# Axminster Evolution Chuck Delivery Problems



## Aden30mm (12 Mar 2013)

I have had the Axminster Evolution chuck on back order since mid Jan this year. I followed up delivery this week and have been told they have had some manufacturing problems, and could not give a timeline for delivery.

OK they wrote to me and told me (early Feb) that they would deliver by end of February which was appreciated. However, I am now getting a tad hacked off, as it seems that they advertised an item that seems was nowhere near ready for market.

Quite unlike Axminster as there customer service is normally acceptable.

Finally, anyone out there waiting for or even has an evolution chuck. Alternatively, anyone know of anyone who has one. 

Regards

Aden


----------



## graduate_owner (12 Mar 2013)

I want one for my Graduate, and was told by Axmxinster on Saturday that it could be as long as June, although 3-4 weeks was more likely. I spoke to someone in a local turning club who has the Evolution, and he's very impressed. He has a few other chucks and reckoned the Evolution is as good as any of them. Also he mentioned the fact that the thread is machined directly into the chuck body, which gives less overhang and less strain on bearings (but the down side is that you may not be able to change just inserts if you change your lathe - not sure about this though)

Still - I want one. I shall be ordering one this week.

K


----------



## Aden30mm (12 Mar 2013)

Is that June 2013??


----------



## CHJ (12 Mar 2013)

graduate_owner":3ouraa7l said:


> ....
> Still - I want one. I shall be ordering one this week.
> 
> K




Best of luck They are not currently listed on the Site


----------



## moby (13 Mar 2013)

i emailed axminster with an enquiry when i started out november last year. to date i have not received a reply. i am currently looking for another supplier.


----------



## =Adam= (13 Mar 2013)

I am also in the same situation.

I have got a jet 1642 and would like to get a decent chuck setup however I am confused as to what to get 

I like the idea of the evolution chuck but the long time delays and the mixed reviews put me off 

I may just buy the goliath for the time being and then upgrade if/when they sort out the evolution.


----------



## eribaMotters (13 Mar 2013)

Late and incomplete deliveries, back orders, incorrect deliveries. These now seem to be the norm with Axminster. At school we are often ordering something every week from them, and I cannot recall when we had a correct and full order delivery off them. 
Before X-Mas we ordered 2 x lathes and chucks, 3 x cabinet bases and a pillar drill. Lathes arrived on time, but no chucks until end of Feb. Cabinet bases very poor, one missing a hinge that we have just received. Still no key-less chuck for the pillar drill.
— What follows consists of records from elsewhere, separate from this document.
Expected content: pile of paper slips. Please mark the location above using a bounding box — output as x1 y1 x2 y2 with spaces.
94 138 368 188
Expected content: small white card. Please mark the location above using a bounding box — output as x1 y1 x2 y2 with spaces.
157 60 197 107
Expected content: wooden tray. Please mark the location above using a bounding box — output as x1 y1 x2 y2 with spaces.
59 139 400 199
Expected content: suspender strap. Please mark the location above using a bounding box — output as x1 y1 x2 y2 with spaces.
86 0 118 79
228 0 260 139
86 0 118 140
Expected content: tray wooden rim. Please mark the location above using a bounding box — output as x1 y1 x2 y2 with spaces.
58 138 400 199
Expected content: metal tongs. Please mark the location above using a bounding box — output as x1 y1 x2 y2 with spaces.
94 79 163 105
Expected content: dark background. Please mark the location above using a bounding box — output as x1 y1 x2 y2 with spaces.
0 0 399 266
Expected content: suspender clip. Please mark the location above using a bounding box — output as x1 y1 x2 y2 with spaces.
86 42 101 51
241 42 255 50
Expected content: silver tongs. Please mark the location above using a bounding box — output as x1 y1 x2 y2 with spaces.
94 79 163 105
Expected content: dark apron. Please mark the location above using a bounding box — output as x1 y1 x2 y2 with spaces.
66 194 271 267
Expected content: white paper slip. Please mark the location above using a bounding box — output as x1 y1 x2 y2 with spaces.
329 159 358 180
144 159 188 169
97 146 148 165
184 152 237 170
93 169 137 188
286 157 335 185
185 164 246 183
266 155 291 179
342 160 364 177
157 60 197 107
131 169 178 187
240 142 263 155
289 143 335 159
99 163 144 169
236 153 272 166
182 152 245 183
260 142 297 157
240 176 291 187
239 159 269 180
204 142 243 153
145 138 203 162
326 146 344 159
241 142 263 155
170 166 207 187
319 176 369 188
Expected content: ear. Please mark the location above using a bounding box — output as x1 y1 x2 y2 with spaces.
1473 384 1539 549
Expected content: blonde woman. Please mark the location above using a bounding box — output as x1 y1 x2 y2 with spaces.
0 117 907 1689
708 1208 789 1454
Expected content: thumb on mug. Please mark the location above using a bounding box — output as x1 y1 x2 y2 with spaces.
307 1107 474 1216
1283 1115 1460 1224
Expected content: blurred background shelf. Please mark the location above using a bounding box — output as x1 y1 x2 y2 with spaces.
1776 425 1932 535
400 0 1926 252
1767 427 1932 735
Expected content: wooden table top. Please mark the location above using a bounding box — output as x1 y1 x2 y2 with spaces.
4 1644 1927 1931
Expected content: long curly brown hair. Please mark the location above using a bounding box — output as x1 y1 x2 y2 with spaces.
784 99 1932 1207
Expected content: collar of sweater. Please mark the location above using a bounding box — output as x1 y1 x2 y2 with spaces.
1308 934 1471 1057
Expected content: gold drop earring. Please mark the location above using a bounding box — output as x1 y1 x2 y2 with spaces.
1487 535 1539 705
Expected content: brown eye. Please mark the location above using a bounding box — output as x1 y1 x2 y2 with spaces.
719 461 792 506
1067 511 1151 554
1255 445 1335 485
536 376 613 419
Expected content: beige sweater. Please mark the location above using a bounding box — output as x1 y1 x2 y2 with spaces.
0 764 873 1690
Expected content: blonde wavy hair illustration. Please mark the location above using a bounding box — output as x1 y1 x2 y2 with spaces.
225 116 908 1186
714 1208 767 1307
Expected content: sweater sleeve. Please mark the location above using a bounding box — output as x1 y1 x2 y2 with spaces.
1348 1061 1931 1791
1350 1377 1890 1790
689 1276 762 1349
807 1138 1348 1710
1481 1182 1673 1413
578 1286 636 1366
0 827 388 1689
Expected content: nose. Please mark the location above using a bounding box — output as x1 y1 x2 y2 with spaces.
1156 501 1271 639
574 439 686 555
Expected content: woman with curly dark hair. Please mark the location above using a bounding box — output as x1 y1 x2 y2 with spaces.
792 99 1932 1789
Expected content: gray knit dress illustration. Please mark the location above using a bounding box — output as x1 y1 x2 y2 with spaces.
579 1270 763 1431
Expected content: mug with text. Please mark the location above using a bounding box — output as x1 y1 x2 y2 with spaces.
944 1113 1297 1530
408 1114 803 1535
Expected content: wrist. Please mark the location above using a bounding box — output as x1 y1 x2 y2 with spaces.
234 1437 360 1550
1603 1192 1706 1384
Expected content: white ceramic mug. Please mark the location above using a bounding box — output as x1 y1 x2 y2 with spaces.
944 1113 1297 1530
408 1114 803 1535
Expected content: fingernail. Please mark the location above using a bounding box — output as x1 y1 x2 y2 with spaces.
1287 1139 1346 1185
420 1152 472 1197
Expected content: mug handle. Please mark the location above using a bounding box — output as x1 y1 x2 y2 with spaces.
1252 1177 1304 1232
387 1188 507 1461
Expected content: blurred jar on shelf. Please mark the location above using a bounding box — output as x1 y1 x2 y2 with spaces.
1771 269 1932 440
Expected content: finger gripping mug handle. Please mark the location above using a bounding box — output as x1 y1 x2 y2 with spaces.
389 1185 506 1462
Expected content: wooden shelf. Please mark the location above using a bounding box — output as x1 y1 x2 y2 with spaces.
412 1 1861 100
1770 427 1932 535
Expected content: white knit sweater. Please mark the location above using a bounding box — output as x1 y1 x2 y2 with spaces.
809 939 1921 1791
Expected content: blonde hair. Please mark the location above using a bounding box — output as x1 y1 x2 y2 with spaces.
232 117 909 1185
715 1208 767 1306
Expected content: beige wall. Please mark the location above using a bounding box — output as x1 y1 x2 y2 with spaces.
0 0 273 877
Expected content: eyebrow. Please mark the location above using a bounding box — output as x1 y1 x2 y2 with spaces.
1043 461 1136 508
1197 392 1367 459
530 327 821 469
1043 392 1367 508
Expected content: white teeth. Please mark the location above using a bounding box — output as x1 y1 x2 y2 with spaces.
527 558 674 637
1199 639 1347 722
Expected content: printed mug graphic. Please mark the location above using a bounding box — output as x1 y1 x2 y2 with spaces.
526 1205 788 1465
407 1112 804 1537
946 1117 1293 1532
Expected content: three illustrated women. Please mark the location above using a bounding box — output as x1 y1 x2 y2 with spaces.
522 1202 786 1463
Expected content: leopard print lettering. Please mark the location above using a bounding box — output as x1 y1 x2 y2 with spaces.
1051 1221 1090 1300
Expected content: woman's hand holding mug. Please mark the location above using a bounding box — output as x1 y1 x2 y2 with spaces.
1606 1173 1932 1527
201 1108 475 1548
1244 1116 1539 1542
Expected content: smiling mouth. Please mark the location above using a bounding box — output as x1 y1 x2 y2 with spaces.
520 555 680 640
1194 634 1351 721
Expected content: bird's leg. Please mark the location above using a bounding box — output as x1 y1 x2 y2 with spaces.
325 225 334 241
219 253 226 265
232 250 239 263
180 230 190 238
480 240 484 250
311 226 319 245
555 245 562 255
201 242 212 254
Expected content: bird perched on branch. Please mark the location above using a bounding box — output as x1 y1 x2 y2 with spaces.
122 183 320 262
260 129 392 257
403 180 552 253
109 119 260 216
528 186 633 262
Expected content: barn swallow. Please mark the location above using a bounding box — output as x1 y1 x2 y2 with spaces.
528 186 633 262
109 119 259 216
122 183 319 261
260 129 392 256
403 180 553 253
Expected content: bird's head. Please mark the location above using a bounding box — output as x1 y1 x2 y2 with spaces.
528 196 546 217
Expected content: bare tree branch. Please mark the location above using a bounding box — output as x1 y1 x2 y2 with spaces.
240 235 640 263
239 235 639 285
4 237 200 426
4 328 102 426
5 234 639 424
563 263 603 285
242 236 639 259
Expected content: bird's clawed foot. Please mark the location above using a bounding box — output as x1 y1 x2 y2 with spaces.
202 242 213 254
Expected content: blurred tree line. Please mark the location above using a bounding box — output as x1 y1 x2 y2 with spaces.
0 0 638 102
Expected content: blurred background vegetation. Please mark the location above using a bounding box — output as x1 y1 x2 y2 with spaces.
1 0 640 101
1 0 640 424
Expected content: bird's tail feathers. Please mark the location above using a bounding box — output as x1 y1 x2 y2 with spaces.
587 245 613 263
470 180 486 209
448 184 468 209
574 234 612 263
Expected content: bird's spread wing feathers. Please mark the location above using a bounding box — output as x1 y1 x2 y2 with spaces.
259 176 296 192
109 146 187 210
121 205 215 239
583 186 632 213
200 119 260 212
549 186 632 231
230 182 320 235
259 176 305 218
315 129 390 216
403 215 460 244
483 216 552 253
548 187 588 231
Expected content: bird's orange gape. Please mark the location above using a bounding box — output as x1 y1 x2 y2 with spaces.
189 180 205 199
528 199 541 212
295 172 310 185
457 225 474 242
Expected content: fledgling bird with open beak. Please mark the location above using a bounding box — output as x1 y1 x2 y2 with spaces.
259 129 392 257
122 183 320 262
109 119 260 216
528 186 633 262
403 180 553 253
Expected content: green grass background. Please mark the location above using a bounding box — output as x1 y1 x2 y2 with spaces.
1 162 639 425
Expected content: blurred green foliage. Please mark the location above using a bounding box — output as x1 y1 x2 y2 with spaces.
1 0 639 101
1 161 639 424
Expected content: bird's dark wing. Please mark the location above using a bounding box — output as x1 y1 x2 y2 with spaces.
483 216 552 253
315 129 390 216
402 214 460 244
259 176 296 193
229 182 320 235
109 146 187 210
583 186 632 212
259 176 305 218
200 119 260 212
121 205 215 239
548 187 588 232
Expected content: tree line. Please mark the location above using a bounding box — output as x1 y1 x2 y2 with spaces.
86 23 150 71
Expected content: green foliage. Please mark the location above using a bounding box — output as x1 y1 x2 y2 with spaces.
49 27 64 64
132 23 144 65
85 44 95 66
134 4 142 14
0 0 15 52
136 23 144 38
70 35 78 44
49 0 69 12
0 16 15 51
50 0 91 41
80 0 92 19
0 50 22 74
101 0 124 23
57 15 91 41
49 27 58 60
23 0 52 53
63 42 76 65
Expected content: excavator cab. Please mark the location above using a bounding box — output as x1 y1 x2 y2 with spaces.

If an item is not in stock we go elsewhere if we can. This is such a shame and seems to coincide with the Brimarc colaboration and expansion of shops.

Colin


----------



## tekno.mage (13 Mar 2013)

I've seen and held in my hand one of those chucks. It was at the end of last year and it had just been bought by a member of our woodturning club. I don't know if he ordered it from Axminster by phone or online or if he actually visited their shop and got it there.

On the matter of delays & problems, our club ordered a AT1416VS lathe and extension bed from Axminster in January. The lathe arrived the next day - but only worked for a week and had to be replaced (dead inverter), which they did fairly promptly and with no quibbles. The replacement unit seems ok - but the extension bed is on back order and I was told it should arrive "approximately April" - which I take to mean whenever the container from China turns up! It's annoying because we can't get on a build a proper stand for the lathe until the extension bed arrives.


----------



## Aden30mm (13 Mar 2013)

Colin

I bought a item from Warco but was pleasantly surprised at customer services they provided. They do supply to schools as well, both for woodwork & metalwork machines. Website is pretty good just Google the company. I have no affiliation with them except as a past buyer.


It seems to me that the adage that the customer is king is dead and buried. My take is as a customer all I want is for these companies to say what they mean and mean what they say. Small hobby users pay upfront and deserve a better service. I don't want to kick Axminster but it seems the same level across the board, or am I being a tad cynical.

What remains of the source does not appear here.